6. Альнари, личный враг императора Омерхада Законника
В Таргале каторжан отправляли на галеры. Упаси Господь сравнивать воочию, думал Барти, но соляная шахта посреди пустыни, верно, не хуже отрезана от мира, чем галера в море. Будка над спуском в штольню, жилой барак, колодец, кухня, сарай для всякого хлама вроде худых бадей, лопат со сломанными ручками и ржавых ведер. Никого не волнует, чем заняты каторжане на этом крохотном пятачке, пока они не буянят и выдают положенную выработку. Единственная забота охраны – стена и ворота. Склады – там, за стеной; там же останавливаются императорские сборщики и торговые караваны.
Как себя вести, Альнари объяснил новичку в первый же день. Не шуми, со считарем не спорь, перед охраной опускай глаза – и не вздумай снова ухмыляться, олух! – в остальном слушай меня, по ходу разберешься. Всё. Рыцарь молча кивал. На душе у него было пусто; если бы не горящая огнем спина и противная, с шумом в голове, слабость, Барти, пожалуй, чувствовал бы себя мертвецом.
Остаток того дня они так и просидели в тени у колодца, изредка отхлебывая прямо из ведра сначала холодной, а после согревшейся воды. Альнари поглядывал на новичка, словно решая что-то про себя. Изредка, будто вспоминая: а вот еще об этом надо бы сказать! – ронял фразу-другую.
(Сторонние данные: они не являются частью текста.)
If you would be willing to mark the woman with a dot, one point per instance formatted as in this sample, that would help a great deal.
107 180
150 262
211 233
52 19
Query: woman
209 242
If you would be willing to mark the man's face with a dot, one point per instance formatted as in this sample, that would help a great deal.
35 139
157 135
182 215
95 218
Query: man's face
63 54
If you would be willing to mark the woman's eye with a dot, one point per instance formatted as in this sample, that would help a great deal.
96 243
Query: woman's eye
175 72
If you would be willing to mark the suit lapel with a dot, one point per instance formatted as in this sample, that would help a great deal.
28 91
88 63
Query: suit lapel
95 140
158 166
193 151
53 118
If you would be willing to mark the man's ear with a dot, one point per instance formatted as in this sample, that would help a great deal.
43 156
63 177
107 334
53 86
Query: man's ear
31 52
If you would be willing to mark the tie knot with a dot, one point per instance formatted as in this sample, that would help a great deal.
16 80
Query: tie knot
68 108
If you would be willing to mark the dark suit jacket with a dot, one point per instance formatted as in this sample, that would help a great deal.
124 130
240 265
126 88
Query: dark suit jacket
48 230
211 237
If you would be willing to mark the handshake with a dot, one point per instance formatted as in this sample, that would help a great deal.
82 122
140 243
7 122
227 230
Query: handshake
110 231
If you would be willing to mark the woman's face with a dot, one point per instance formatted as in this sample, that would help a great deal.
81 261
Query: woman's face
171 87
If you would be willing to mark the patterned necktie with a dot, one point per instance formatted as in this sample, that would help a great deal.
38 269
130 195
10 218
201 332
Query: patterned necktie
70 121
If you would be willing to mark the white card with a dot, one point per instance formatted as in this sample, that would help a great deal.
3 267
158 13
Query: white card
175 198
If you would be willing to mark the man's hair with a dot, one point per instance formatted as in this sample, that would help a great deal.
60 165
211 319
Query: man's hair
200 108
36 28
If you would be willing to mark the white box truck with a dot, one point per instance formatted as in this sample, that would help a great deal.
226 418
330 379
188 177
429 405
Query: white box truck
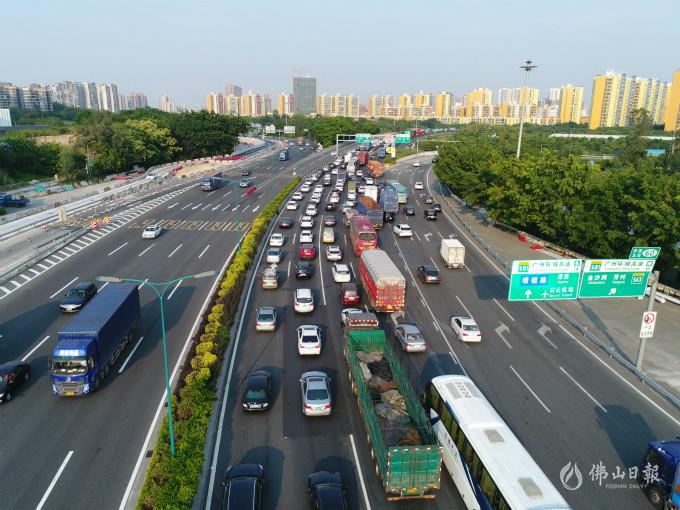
453 253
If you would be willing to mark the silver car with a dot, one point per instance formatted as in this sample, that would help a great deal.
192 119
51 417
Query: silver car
410 338
316 394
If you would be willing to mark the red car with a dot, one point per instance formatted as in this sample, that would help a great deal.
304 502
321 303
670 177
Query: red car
349 293
307 252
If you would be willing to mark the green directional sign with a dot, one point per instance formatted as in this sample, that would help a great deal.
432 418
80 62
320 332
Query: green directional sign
403 137
545 279
615 278
644 252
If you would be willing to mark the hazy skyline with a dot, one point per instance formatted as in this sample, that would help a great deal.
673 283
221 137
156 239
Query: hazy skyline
186 51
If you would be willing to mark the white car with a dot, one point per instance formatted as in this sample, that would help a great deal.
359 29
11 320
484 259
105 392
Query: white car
309 340
152 232
402 230
306 236
341 273
273 255
333 253
276 239
303 301
466 329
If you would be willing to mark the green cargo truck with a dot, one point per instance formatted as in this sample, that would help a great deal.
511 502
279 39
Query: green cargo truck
403 445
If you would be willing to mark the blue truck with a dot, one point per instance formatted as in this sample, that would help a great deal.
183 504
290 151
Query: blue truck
89 345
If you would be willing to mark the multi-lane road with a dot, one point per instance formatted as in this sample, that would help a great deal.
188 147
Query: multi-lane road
564 401
83 452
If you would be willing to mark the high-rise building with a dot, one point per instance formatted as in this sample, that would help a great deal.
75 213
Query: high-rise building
108 97
571 103
166 105
304 93
233 90
671 118
137 100
285 104
616 96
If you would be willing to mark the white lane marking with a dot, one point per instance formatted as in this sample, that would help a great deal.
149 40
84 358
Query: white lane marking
583 389
463 305
35 348
529 388
501 307
361 474
146 249
69 283
42 502
630 385
114 251
161 403
120 370
174 251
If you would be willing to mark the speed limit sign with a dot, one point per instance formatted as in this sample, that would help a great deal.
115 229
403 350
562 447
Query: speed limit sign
648 323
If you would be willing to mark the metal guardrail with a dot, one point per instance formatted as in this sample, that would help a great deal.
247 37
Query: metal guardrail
611 350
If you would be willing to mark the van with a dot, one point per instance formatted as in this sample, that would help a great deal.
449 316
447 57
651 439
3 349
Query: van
328 235
270 278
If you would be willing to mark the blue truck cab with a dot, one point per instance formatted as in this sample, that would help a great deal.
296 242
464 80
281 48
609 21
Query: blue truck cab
89 345
658 472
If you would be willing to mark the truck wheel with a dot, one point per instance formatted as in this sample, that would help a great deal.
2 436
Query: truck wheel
655 497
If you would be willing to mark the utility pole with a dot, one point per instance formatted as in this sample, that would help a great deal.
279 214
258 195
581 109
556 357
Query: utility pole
650 307
528 66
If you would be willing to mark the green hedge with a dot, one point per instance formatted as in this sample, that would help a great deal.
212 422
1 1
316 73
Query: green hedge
173 482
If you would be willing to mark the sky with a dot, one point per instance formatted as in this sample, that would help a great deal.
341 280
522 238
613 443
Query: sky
186 49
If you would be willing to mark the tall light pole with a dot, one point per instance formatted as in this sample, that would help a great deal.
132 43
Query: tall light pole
160 288
528 66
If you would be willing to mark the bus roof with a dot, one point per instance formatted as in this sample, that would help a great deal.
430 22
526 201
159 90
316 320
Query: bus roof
516 474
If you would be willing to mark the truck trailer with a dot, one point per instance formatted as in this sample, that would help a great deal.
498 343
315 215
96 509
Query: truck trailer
89 345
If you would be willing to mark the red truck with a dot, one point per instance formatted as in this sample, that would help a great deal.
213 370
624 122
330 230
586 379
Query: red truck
384 285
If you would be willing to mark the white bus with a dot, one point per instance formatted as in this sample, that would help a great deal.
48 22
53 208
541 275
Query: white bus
488 464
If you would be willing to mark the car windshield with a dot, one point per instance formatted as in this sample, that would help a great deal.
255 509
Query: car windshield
317 394
69 366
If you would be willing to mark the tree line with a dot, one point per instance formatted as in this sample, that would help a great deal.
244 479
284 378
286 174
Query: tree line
116 142
598 208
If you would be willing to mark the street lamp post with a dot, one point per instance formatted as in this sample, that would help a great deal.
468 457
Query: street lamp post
528 66
160 288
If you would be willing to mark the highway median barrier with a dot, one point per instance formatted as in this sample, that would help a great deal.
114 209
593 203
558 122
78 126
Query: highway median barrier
172 482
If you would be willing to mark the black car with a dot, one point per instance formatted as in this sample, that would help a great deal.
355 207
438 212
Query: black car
326 491
243 487
257 391
429 274
430 214
78 296
12 375
304 269
286 222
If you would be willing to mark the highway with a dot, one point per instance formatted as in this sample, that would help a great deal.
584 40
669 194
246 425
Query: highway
82 452
563 400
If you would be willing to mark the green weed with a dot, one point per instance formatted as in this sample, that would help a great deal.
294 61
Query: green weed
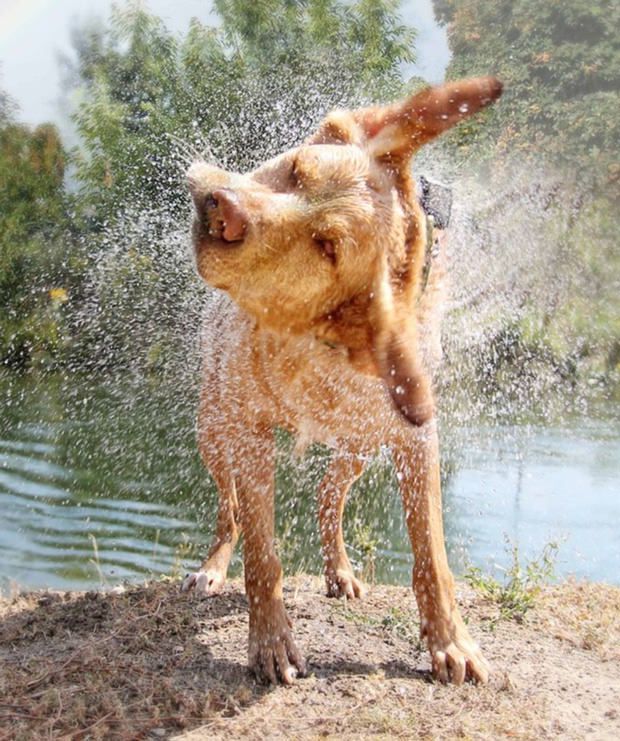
521 585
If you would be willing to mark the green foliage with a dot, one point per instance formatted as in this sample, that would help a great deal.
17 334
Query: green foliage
34 254
560 62
272 66
522 584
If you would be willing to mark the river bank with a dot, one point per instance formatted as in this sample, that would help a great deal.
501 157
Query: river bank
146 662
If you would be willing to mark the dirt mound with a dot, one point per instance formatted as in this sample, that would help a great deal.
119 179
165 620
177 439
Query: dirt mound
148 662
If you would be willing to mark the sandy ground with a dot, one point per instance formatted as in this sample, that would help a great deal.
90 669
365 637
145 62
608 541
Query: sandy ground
150 663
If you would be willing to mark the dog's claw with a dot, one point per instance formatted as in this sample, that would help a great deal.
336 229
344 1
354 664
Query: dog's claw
273 655
461 659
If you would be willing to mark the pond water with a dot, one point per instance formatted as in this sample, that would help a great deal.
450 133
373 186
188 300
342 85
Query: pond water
100 481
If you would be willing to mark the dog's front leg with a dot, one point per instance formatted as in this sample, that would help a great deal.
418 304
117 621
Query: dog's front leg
341 474
455 655
272 651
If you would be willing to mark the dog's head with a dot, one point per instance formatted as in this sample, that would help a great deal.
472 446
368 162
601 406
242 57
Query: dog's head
328 238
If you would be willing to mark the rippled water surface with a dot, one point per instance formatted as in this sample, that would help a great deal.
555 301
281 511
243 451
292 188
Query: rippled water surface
100 481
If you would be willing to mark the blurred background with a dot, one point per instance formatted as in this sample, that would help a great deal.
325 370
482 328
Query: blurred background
102 110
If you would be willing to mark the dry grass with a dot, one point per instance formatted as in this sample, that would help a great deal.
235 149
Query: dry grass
150 663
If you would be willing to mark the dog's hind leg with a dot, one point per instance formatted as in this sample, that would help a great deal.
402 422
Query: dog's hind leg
272 651
341 474
455 655
211 576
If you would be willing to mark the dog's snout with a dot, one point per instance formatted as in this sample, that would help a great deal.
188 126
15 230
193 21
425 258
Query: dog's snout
226 216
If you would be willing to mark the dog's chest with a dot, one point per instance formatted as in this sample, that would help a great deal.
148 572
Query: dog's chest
314 391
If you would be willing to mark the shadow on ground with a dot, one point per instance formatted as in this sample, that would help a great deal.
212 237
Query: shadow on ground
148 662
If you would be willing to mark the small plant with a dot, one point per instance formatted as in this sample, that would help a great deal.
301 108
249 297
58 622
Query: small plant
521 585
184 551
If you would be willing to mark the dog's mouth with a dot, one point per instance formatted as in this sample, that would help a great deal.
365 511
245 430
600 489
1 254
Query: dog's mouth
224 216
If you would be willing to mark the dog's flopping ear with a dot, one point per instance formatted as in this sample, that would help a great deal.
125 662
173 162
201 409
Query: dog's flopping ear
395 132
394 350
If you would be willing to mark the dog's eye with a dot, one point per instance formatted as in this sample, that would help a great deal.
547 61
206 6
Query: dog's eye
326 247
294 176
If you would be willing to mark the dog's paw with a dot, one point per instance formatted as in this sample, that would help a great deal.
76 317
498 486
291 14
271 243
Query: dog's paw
273 655
458 659
342 583
204 583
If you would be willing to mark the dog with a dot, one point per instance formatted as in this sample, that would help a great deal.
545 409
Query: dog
320 257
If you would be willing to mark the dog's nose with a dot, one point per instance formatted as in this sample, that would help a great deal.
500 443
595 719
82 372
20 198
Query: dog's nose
227 218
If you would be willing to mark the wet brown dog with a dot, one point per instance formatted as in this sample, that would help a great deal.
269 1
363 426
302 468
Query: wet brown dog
321 251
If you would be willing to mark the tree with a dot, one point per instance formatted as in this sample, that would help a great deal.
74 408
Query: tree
33 257
560 62
240 92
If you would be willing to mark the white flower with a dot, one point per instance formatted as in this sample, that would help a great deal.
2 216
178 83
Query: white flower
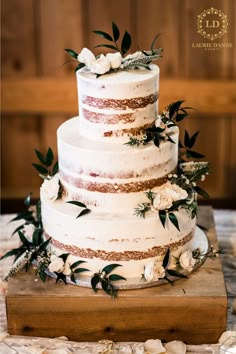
28 231
86 57
114 59
175 347
187 261
154 346
101 65
162 198
154 271
56 265
176 192
50 188
68 263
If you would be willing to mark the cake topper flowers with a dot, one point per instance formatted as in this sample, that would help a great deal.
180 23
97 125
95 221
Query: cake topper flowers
104 64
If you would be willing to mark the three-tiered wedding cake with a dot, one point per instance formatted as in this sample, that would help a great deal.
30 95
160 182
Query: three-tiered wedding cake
111 178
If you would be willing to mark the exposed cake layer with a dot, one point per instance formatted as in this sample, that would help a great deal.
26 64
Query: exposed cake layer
103 238
119 104
108 174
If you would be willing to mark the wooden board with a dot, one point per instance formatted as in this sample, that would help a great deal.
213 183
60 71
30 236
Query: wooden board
193 310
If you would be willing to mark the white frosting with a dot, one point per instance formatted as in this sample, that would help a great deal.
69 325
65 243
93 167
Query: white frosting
112 232
122 85
106 162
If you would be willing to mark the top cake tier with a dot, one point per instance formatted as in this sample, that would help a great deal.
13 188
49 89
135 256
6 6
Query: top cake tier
117 105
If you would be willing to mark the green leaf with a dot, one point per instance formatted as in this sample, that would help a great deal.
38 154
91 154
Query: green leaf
64 256
23 239
94 282
156 141
103 35
166 259
17 229
44 245
72 278
108 269
40 157
162 216
40 169
83 212
169 139
37 237
79 66
25 216
76 264
80 270
197 155
175 273
10 253
110 46
201 191
72 53
174 220
42 275
126 42
74 202
116 31
115 277
60 276
193 139
27 200
181 116
153 41
49 157
55 168
174 107
186 139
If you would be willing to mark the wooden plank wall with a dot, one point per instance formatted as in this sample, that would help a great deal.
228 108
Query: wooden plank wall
34 34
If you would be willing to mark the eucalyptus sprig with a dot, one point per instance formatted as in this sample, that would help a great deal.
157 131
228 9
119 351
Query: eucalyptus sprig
81 205
48 168
32 215
104 278
126 40
27 252
74 270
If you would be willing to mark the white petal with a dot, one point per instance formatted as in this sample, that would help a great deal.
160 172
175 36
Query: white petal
175 347
154 346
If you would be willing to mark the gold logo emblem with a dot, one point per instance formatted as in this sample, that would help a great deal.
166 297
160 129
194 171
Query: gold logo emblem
212 24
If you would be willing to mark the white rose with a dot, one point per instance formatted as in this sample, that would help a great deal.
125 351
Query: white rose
187 261
86 57
50 188
162 199
68 263
175 347
114 59
176 192
148 271
101 65
56 265
154 271
28 231
159 271
154 346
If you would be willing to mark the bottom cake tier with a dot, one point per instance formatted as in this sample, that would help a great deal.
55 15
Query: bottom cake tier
134 243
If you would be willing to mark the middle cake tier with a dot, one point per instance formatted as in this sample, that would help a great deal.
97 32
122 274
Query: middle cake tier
111 175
Ты, Барти, вот что учти: охране скучно. Там, за стеной, одна баба на них на всех: вдова Иллиль, стерва ненасытная. Да караванщики вино привозят, только его надолго не хватает. А мы тут под рукой, и за нас никто не спросит, хоть что делай. Это даже хорошо, что Хозяин тебя своей добычей объявил: остальные не тронут, доля начальника – святое. Но лучше все равно не нарывайся. Да, Барти, вот еще что: у нас тут вообще-то и управляющий имеется, но главный – Хозяин. Если тебе так свински повезет, что один одно велит, а другой другое, соображай, кого первого слушать. Да, чуть не забыл: духовник у нас тут – шакал из шакалов. Он тебе предложит весточку на волю передать, обязательно предложит, так ты знай, это подстава. Себастиец окончательно махнул рукой на непонятные взгляды; советы и указания тоже скользили по самому краешку сознания. Но то, что рядом сидит человек, не честящий его крысой, отродьем шакала и гиены или таргальским выползком, было приятно. И плевать, что Альнари его чуть ли не на десяток лет моложе: здесь он старший, потому что знает лучше.
Когда на потемневшем небе загорелись первые звезды, к воняющему горелой кашей сарайчику выстроилась очередь тощих оборванцев с глиняными мисками в руках. Альнари остался сидеть; похоже, решил Барти, наказанным тут еды не полагается. Впрочем, судя по запаху, называть это едой можно разве что на грани голодной смерти. Каторжане стояли тихо, заходили в сарай по одному, а вынырнув с бережно прижатой к груди миской, торопливо уходили кто куда.